The TimeSeries builder provides a simple builder designed to aggregate data over time. Users can either select a “Simple” mode, which performs a straightforward retrieval of rows in time order for rendering, or perform an aggregation over time that allows computing metrics using any of ClickHouse’s analytical functions. In both cases a time field must be specified, which defaults to the first detected time field. A series column can be specified in either mode which results in a multi-line being rendered automatically. Below we show the UK house price average between 2020 and 2023 in North London.
The Table builder can be considered the first “escape hatch” if you’re not querying time series, logs or traces. Typically this means you’re looking to plot bar charts, tables or single metrics. Below we use the house price data again to show the 10 top postcodes in the UK as a bar gauge.
And remember, you always have classic SQL if none of the above works..or maybe, like us, you just love SQL! Finally, all of these new features can be assembled as panels in Grafana dashboards.
An Observability user will have noticed the above omits an important component of the use case: Metrics. As discussed in our blog post, Metrics is the least mature of the 3 pillars for SQL-based Observability. Principally this is because ClickHouse lacks a Prometheus ingestion interface and means of querying in PromQL with functions such as rate ... .for now :) Any builder for this pillar felt like it would offer an inferior solution to addressing the problem properly. Stay tuned for updates!

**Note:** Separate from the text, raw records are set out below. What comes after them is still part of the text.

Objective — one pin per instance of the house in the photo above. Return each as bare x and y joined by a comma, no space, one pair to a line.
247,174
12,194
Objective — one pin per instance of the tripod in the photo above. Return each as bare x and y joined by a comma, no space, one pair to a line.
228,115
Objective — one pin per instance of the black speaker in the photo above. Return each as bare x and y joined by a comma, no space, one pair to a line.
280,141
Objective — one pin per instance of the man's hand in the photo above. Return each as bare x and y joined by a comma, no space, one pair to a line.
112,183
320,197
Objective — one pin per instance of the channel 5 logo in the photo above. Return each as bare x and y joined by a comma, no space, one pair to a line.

We see a number of other opportunities to enhance the plugin over the coming months. The live tailing of logs is a feature we are aware many users need to diagnose issues in real- time. Additionally, we're excited about the potential integration of AI services into the plugin. Building on the success we've seen with AI-powered SQL query assistance in our Cloud console, we are now exploring the possibility of incorporating the same capability into the plugin with the aim of allowing users to query their logs and traces with natural language.
We should emphasize that the current plugin is in Beta. This is principally to garner feedback given how significant the change is. As our users, and community, your voice matters and we’d like to hear if these changes make sense and what else you’d like to see.
In this post we’ve explored how the new ClickHouse Grafana plugin places Observability front and center of its new design philosophy and how this greatly simplifies the querying of logs and traces, while retaining the flexibility to query other data types such as time series.